Imagine such a strategy implemented in all 50 states; the Affordable Care Act’s drive to cut Medicaid spending could be achieved even as the quality of care improves. This is truly the best of both worlds, satisfying both patient advocates and budget hawks.

The visionary behind D.S.R.I.P. is Jason Helgerson, the Medicaid director of New York’s Department of Health, who passionately argues that we must take into account the social determinants of health as well as a patient’s medical condition. On this score, the United States lags behind other developed nations that recognize the significance of these factors in providing health care to the poorest citizens.

Social determinants include patients’ housing situations as well as their economic, employment and educational status. In many cases, they are also affected by the criminal justice system. These nonclinical issues directly impact physical as well as mental health, and they should be taken into consideration as part comprehensive health care designed to produce lasting results.

Case in point: A recent briefing for P.P.S.’s by the New York State Department of Health on housing issues reported that indigent households often choose to pay rent over buying food; this is a practical decision but one with serious health implications, particularly for young children. Rent and housing instability is shown to put mothers at a 200 percent higher risk of depression. There is also the impact of mold, lead paint and pest infestations. As a recent study by New York University’s Furman Center showed, an increase in “poverty concentration—the extent to which poor New Yorkers are living in neighborhoods with other poor New Yorkers” compounds the impact of a troubled housing situation as a social determinant of health.
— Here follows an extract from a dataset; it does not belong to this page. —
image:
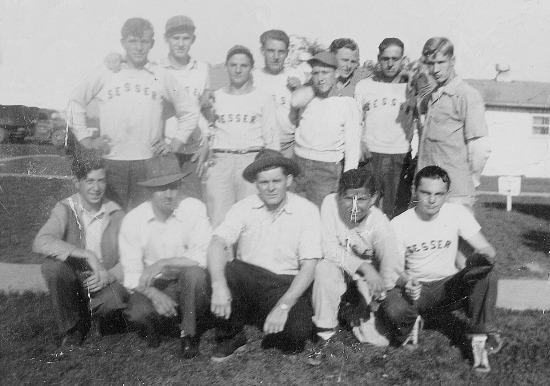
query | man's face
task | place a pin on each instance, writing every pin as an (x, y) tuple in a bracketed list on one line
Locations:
[(323, 78), (391, 61), (348, 61), (364, 201), (275, 53), (431, 194), (272, 185), (441, 67), (238, 68), (164, 199), (179, 44), (92, 188), (137, 47)]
In the vision of Helgerson—who likens the D.S.R.I.P. model to a start-up driven by venture capital—the neighborhood-based primary care physician becomes a true community leader who engages local leaders and activists in the areas of housing, employment and education to form community action teams. Their mandate is to make comprehensive resources—both medical and nonmedical—readily available to the poorest Medicaid patients in order to ensure their long-term flourishing.
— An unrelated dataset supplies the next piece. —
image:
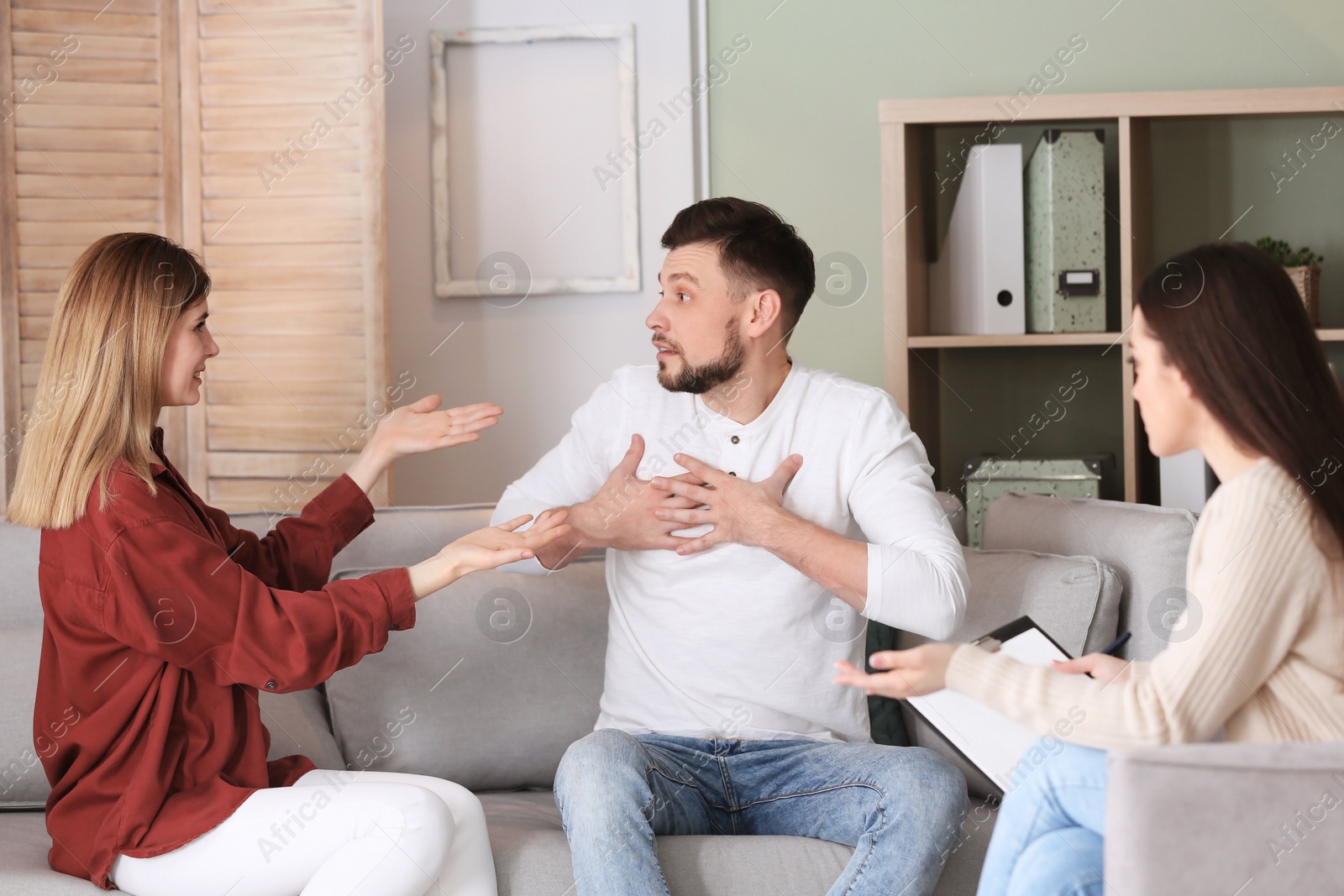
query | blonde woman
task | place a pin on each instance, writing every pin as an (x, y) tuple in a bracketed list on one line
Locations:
[(163, 622), (1225, 362)]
Comprehensive, holistic care is the solution to keeping Medicaid patients healthier, taking control of chronic illnesses and avoiding expensive emergency room visits and hospitalizations. Such comprehensive care is commensurate with respect for the human dignity of each and every human being. Our nation’s political leaders should commission research into the social determinants of health and refocus their attention on health care reform that provides states with incentives to being truly smart and innovative in how public health care funding is spent. Billions of dollars can be saved while millions of lives are lastingly improved.